In essence, these laws required Israel as a society to build into its pattern of life legal mechanisms that, when practiced, would display YHWH’s compassionate justice as the only viable means to genuine human flourishing. These laws promote justice because they show right relationships functioning at every level of society. They are compassionate because they weave a network of these right relationships in which the well-being of the community is fostered only when everyone cares for the well-being of each other, especially the well-being of weak, vulnerable, and needy.

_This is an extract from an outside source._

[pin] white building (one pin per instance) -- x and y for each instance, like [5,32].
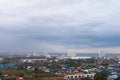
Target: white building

The core of these laws requires a fundamental reorientation of Israel once every generation.74 First, slaves were to be freed. All were to have the chance to produce and contribute as they were gifted and able to the common future of Israel as God’s people. Second, all land was to be returned to the family to which it had been given when Joshua and his generation first settled the land. As the basic form of capital in an agrarian economy, land was fundamental to any hope of long-term economic viability. As a consequence, every fiftieth year, Israel was to economically empower each family to be productive members of the community. Haves and have nots were
not to be a permanent of life in the community God desires. All this is, of course, rooted in the proper worship of YHWH.75

You may well imagine that those who had benefited and grown comfortable throughout those forty-nine years might not be too anxious for such a “leveling.” And they would most likely have
sufficient political and economic clout to sabotage it. And that apparently is just what happened. We have no evidence that the Jubilee was ever enacted. And we have only to look within our
own hearts to know why! Nevertheless, the Jubilee remains “on the books” as God’s as yet unfulfilled dream for his people. And Jesus, once captivated by this monumental vision, could not help but cast his own vision as a reinterpretation of its imagery and substance for his “Empire of God” movement.76



Footnotes

71 The personal, covenant name of God revealed to Moses at the burning bush (Exodus 3:14). Jews do not pronounce this sacred name but substitute “Lord” whenever it appears in the biblical text. I will use the four consonants without vowels to respect Jewish convictions concerning this
word.

72 Traditionally called the Ten Commandments though the Hebrew text of Exodus simply calls them the “ten words.”

73 Deuteronomy 4:5-8.

74 That is, after seven sabbatical years have passed, sabbatical years being every seventh year. Thus every fiftieth year was to be a Jubilee year. Or it could have been the forty-ninth year depending on how one reads the evidence.

75 Leviticus 25:18.

76 In this respect, the Sermon on the Mount (Matthew 5-7) might serve as Jesus’ basic reinterpretation of Jubilee.